One of the optimists, Lauretta Onochie, who is President Buhari’s aide on social media, maintained that the legal challenge from Atiku and PDP is not strong enough to upturn the President’s four-year long mandate.
It could therefore be in a bid to ride on that sentiment that members of the Progressives in Academics (Pro-Acad), decided to fly their own kite by prompting President Buhari to avoid delays in naming and grooming his successor.
But apart from providing psychological retreat for the President, the Convener of Pro-Acad, Dr. Bolarinwa Bolaji, and his sponsors know full well that it is not Buhari’s job to name a successor.
And coming less than six months after inauguration, the call also tends to epitomise the mischief and intrigues that define APC politics. Pro-Acad succeeded in merely echoing the voices of their sponsors.
Echoing Southwest Leaders
By the tenor of their presentation, Pro-Acad seems to echo similar sentiments expressed by some Southwest APC leaders when they visited President Buhari. Although the group was described as Pa Ayo Fasanmi faction of the Afenifere, most of those on its delegation were chieftain of the ruling party.
Speaking during the meeting that fateful Tuesday, the leaders tried to set governance agenda for President Buhari through a presentation by Senator Olabiyi Durojaiye, asking for true federalism among four other sectoral requests, including security, education, youth employment, power supply and agriculture.
Those in attendance in addition to Durojaiye, were Bola Tinubu, Chief Segun Osoba, Senator Abiola Ajimobi and Chief Kemi Nelson among others. In his speech, Durojaiye had stated: “We seriously recommend clinging to the spirit and letters of our federal constitution. This is one sure way of achieving the desired goals of unity even in diversity, mutual respect, tolerance and giving true meaning to the opening phrase of our constitution that is, ‘we the people.’
“We will be a greater nation if we sincerely practice true federalism, think and act as Nigerians rather than as champions of the smaller units we were born into. Our big size is an asset worthy of preservation…”
Some observers described the presentation as a dry run of campaign stuff, wondering if the agenda setting was in a bid to ensure that President Buhari does not perform abysmally to make the 2023 presidential election very challenging for the party (chieftain).

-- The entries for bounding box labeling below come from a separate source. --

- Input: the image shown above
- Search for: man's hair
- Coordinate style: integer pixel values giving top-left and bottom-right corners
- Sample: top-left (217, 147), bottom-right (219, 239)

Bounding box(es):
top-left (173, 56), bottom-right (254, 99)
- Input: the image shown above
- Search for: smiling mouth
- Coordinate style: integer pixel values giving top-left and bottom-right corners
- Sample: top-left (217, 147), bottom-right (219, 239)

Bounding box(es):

But, sensing the similarity of Pro-Acad’s demand to the one from the Afenifere faction, President Buhari declared: “A lot of our young people are taking things for granted. Imagine contesting elections three times and ending up in the Supreme Court, it takes a lot of conviction and hard work.
“But people take things for granted; they say I want to be the president. As if I just closed my eyes and opened and I got it…

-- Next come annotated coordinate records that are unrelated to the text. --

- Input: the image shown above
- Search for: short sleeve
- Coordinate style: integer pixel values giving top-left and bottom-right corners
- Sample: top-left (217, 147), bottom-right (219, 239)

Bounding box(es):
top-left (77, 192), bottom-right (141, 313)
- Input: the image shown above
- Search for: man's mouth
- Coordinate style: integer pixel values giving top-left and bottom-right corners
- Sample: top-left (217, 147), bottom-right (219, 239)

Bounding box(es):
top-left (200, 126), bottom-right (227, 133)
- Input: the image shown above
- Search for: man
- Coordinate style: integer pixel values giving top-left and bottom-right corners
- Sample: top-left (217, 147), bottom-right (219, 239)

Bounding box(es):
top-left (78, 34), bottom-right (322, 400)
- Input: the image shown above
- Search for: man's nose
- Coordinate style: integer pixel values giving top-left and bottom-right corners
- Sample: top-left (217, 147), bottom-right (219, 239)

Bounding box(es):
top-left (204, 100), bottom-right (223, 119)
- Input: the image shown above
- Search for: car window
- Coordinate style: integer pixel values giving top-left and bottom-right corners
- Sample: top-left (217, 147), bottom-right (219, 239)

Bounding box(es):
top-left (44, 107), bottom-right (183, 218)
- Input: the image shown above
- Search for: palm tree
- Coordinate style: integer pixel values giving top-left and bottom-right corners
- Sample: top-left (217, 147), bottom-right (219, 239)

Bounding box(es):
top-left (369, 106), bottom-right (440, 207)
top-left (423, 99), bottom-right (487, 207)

“Succession, to me this is very funny, because if I did find anybody I will create more problems for him or her. Let those who want to be President try as much as I did. I believe those who are interested need to know that I tried three times and the fourth time I thank God and technology, PVC.”
The President seemed to have said so little, but his summations spoke volumes to the treachery and infighting which the 2023 presidential considerations is causing for the ruling party.
And to the busybody academics, they got more than they bargained for when the taciturn Buhari declared as a matter of fact: “I think you have more to do as intellectuals to make sure you correct Nigeria’s intellectual development, it is very important for the next generation.”
How far APC and its chieftains, especially those angling for the Presidency, would go in sacrificing governance on the altar of politicking would be seen as the Presidency battles with its disputed mandate ad challenges of setting up the Next Level cabinet.